The output from this is


>>javac objarray.java
>>java objarray
foo[0](0) length = 1
foo[1](2) length = 1
foo[2](4) length = 1
foo[3](6) length = 1
foo[4](8) length = 1
foo[5](10) length = 2
foo[6](12) length = 2
foo[7](14) length = 2
foo[8](16) length = 2
foo[9](18) length = 2

Array details

This is a bit about how arrays are implemented and used at a low level. The type of the elements is know as the base type.
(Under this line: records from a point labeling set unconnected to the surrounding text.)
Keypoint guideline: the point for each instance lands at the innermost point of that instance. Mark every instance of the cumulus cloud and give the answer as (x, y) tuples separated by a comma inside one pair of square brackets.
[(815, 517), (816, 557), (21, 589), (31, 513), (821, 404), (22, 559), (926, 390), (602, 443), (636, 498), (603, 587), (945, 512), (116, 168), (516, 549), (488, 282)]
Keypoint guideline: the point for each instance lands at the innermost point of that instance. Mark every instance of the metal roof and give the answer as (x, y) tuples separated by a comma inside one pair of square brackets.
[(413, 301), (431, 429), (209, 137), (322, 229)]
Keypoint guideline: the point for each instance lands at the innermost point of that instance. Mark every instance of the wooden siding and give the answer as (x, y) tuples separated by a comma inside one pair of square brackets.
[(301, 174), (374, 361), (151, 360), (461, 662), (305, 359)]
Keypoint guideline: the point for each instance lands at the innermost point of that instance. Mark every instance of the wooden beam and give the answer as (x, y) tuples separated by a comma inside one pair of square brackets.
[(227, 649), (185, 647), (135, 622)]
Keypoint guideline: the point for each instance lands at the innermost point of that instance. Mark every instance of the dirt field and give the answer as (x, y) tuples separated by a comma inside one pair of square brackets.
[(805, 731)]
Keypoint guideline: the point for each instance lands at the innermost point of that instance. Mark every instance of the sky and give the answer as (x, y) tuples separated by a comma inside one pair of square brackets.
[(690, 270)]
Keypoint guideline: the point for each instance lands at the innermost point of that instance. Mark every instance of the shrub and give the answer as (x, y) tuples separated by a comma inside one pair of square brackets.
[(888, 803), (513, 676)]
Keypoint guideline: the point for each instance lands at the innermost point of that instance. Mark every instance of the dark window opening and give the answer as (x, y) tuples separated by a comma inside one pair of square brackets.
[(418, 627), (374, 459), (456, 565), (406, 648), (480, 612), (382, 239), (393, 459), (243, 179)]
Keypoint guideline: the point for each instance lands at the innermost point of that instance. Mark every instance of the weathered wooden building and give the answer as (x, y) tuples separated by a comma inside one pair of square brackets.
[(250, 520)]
The objects in an array can be of any type as long as they are all the same. The size of an array is fixed at compile time. Since the elements are contiguous, we can directly calculate the address of any elements given three pieces of information.

Addressing

We need the size of the elements, the address of the first element and the number of the element in the array. The expression for doing this is:


initial_address + (element#) * size_of_base_type

For example, if we had an array of integers (each four bytes long) that started at address 15, the location in memory (the address) of element 10 is


15 + (10) * 4  =  55

Arrays in Java start with an element number of 0. This is important to remember as people usually start counting at 1.

Multi-dimensional Arrays

Multi-dimensional arrays are stored as sequences of one dimensional arrays. An NxM array has N rows and M columns. Either each row is stored (row major) or each column (column major). The calculation above is extended again to first find the row we want by changing element# to row# and size_of_object to size_of_row. This gives us the initial address of the row we want and we use exactly the first version of the expression to calculate the column address. First the row address initial_address + (row# - initial_row#) * size_of_row Then find the column within that row


row_address + (element# - initial_element#) * size_of_base_type

Arrays are characterized by fast random access. Any element on the array can be found as fast as any other. They are however, limited to the size originally allocated and all the elements must be the same size. It is also difficult to insert or delete elements.